Article: How Sony failed to Connect

by David Eckoff · 0 comments

A fascinating inside look at what went wrong with Sony’s Connect digital music project. A case study in how not to manage the engineering side of a digital media consumer business.

What happened at the start?

Digital media start up Kinoma had developed a specialized code base called FSK, a new system for handling multimedia files as they’re transferred online, to PCs and between handheld devices. By early 2005, Kinoma demonstrated prototype digital music software dubbed KTunes, which was based on FSK. For Sony, with a severe case of Apple envy, partnering with Kinoma could provide a way to jump-start their digital music effort.

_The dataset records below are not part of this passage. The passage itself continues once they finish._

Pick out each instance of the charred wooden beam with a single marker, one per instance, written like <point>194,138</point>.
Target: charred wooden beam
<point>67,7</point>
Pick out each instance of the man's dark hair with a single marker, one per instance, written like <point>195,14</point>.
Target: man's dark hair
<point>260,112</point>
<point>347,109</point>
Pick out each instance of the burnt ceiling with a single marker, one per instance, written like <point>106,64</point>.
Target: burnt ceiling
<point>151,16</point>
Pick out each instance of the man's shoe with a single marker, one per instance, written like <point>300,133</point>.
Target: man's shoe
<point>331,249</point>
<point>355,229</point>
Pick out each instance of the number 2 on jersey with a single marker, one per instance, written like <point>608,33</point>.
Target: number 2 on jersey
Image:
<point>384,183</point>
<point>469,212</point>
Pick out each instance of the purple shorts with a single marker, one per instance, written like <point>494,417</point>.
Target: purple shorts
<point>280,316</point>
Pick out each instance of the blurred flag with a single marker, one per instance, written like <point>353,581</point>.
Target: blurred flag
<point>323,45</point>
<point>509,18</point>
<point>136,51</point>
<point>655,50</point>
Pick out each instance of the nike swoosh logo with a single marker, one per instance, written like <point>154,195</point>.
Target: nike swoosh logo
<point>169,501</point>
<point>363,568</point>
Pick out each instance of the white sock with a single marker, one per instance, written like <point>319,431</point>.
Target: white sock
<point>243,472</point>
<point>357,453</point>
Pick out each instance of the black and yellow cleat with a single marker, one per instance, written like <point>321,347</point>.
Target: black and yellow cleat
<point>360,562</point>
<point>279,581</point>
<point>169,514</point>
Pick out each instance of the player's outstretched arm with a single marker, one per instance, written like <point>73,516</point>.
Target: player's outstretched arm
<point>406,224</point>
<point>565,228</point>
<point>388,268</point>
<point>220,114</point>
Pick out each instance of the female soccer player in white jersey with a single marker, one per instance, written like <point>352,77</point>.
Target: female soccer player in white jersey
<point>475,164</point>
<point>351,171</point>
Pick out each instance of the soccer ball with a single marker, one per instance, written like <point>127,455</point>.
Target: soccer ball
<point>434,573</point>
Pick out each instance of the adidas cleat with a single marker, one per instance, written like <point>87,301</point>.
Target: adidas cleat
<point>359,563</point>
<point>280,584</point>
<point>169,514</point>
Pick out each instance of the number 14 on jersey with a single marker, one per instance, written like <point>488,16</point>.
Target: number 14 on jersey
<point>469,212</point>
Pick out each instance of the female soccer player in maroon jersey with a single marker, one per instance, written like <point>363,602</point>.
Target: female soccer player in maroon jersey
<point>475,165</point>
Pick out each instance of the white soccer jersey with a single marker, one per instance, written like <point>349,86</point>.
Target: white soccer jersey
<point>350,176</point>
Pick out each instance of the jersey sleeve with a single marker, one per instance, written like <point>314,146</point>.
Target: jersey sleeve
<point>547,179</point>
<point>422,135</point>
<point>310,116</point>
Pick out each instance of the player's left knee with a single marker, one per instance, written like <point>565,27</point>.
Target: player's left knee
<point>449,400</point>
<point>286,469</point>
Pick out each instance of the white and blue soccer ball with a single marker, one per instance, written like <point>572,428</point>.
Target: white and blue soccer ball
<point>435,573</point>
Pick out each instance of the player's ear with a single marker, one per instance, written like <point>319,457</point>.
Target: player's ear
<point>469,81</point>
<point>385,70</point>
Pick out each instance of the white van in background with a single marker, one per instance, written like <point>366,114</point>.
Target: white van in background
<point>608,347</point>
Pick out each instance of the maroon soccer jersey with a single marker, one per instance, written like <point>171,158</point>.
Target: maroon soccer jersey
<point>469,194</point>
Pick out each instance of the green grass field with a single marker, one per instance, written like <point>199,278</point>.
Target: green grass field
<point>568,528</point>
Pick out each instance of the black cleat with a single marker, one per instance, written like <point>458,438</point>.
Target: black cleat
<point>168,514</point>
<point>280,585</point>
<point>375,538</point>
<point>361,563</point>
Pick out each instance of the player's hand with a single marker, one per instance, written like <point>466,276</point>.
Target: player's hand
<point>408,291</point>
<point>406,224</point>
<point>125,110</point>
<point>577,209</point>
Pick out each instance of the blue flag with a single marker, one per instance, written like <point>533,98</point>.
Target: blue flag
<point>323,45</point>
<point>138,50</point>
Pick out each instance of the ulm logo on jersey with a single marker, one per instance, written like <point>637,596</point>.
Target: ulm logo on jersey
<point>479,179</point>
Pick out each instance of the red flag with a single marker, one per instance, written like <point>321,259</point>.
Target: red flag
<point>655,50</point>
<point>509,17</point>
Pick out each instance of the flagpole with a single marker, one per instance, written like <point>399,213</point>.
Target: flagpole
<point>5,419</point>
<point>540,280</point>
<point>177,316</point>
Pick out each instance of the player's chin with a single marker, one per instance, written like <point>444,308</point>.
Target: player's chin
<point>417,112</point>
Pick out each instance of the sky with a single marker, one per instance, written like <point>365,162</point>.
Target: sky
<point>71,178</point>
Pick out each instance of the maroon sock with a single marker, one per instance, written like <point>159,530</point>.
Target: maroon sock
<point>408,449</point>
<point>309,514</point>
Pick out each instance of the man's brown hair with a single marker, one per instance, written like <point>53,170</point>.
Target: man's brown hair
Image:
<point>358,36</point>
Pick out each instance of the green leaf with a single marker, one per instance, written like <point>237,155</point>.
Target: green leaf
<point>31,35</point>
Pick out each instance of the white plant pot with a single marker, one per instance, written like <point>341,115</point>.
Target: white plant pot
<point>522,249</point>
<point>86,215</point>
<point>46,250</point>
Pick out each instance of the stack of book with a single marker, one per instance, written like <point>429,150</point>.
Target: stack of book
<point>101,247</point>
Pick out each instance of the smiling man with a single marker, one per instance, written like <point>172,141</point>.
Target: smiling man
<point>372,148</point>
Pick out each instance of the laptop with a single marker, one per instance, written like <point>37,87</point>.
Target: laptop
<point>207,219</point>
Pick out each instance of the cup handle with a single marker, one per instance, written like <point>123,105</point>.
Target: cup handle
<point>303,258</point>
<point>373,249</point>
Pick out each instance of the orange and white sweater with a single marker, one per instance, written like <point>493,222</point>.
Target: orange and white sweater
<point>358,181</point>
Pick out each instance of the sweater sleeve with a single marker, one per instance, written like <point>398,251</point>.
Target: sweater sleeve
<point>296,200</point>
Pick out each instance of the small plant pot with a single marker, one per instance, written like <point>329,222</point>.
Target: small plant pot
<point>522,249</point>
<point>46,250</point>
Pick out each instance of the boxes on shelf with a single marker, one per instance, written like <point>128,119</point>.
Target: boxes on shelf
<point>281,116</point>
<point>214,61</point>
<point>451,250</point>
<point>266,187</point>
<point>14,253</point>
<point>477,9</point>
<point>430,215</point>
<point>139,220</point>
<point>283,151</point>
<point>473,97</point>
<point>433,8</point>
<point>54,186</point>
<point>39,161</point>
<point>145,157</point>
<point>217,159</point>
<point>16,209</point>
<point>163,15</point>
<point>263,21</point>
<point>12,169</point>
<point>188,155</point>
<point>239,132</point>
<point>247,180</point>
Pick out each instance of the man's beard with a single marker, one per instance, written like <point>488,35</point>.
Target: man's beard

Seemingly a good match. NOT. The project, said one high-level Sony insider, was an “unmitigated disaster.”

What went wrong?

  • FSK was not a mature technology, according to critics, and lacked most of the documentation sought by Sony programmers working with the system.
  • The platform wasn’t designed to integrate with Sony’s existing Web or commerce systems
  • FSK wasn’t based on the HTML or XML standards used by traditional Internet applications, so it required significant work to build almost any feature.
  • Relations between the core Sony programmers and Kinoma were poor, with both sides pointing fingers and assigning blame.
  • The software that finally emerged pleased few, with customers reporting critical bugs, sometimes rising to complete unusability.
  • The Connect software debacle destabilized Sony’s online music plans, and ceded 14 critical months of development and consumer awareness to Apple.

    In summary, a dysfunctional mix of politics and programming were deeply destructive to Sony’s digital music ambitions, according to this article.